Last January, Panetta was aboard the USS Enterprise in the Atlantic Ocean, they even let the boss clear one of his planes to land.

He may be directing shadow wars in more places than he can count but one of his biggest challenges now is to manage the massive budget cuts in his big-ticket military ordered by Congress.

Panetta: The reality is that we now are facing, as a result of congressional action, having to take down the defense budget by, you know, well over $450 billion, over the next 10 years.

Pelley: And that will mean what?

Panetta: We'll have to make some very tough decisions about how we do this. The last thing I want to do is to make the mistakes of the past. We still have to protect the best military in the world, we still have to have a military that protects us against a lot of threats that are out there, terrorism, Iran, North Korea, nuclear proliferation, problem of cyber attacks, rising powers like China.

That's quite a list, for the globe trotting secretary of defense but the toughest part of the job is right here, at his desk.

Pelley: In your long career in government you've never had to make decisions of life and death.

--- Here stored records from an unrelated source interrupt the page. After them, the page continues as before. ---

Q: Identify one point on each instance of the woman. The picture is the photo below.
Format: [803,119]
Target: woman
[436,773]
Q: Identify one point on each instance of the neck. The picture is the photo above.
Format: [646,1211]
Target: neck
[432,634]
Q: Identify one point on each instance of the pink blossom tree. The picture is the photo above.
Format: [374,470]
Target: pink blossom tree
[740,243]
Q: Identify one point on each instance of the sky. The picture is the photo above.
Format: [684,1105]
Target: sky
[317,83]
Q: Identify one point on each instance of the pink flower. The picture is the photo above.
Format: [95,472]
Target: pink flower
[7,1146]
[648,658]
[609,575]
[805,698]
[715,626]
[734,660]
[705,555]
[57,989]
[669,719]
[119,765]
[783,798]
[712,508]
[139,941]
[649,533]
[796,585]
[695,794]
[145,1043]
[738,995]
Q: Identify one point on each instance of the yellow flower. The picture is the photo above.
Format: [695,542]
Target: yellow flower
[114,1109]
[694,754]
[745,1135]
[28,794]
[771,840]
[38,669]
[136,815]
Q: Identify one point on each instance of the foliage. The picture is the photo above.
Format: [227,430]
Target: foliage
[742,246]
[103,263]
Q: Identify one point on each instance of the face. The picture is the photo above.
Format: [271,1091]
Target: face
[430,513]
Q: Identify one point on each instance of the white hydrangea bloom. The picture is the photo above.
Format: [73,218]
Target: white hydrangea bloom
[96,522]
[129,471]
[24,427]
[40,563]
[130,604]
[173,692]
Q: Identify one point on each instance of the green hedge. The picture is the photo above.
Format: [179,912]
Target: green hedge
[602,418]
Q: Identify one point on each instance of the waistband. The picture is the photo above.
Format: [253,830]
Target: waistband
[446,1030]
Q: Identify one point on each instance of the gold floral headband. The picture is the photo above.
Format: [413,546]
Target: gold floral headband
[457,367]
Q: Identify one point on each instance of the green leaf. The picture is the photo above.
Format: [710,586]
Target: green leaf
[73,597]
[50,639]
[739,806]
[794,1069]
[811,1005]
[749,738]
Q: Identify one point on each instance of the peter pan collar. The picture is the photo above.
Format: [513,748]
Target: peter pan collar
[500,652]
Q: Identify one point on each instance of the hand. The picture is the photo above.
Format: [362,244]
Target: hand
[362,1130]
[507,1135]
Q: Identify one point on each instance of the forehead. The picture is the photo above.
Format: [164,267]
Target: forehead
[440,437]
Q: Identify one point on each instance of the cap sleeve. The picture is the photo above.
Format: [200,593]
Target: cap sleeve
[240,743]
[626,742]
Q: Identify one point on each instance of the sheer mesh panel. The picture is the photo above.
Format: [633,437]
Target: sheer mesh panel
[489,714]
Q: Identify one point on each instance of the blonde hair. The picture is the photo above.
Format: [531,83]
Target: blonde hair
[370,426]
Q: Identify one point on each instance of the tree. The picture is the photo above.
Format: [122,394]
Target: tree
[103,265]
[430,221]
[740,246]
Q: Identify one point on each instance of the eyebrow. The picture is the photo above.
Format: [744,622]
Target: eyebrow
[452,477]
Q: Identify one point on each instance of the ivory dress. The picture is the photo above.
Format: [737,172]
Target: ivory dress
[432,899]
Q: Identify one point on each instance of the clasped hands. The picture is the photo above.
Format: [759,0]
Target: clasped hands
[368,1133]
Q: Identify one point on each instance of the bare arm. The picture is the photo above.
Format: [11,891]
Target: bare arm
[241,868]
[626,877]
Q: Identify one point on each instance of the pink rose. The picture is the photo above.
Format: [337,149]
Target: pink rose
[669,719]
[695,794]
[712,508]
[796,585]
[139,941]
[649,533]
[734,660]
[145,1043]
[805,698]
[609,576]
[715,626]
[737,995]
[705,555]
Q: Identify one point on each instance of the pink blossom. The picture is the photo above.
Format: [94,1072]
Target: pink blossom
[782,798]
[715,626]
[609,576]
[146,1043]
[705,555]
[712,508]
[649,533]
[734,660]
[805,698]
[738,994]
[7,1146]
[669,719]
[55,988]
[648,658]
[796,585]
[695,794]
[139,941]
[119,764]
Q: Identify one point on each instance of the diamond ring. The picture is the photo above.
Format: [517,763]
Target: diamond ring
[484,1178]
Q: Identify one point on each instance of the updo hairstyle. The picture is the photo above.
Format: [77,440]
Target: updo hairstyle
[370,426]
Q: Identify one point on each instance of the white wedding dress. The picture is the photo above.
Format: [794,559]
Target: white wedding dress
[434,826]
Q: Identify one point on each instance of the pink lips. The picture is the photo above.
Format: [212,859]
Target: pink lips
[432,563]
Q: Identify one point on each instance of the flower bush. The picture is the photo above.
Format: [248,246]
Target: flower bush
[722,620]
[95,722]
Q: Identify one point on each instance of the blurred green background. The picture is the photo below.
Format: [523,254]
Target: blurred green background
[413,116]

Panetta: In some ways, in this job, I am doing that every day. And the toughest thing in this job frankly is writing the condolence letters to the parents of those young men who are killed in action. And that loss, having been a parent of someone who is stationed over there, you know what that means. But I also say to them, "You know, your son or daughter is really a true hero and patriot because they were willing to give their life for their country. And that means that they'll never be forgotten." And I hope that's some measure of comfort for them. Because, in the end, it's the only comfort I have is to know that these kids, when they put their lives on the line, are helping America be strong for the future.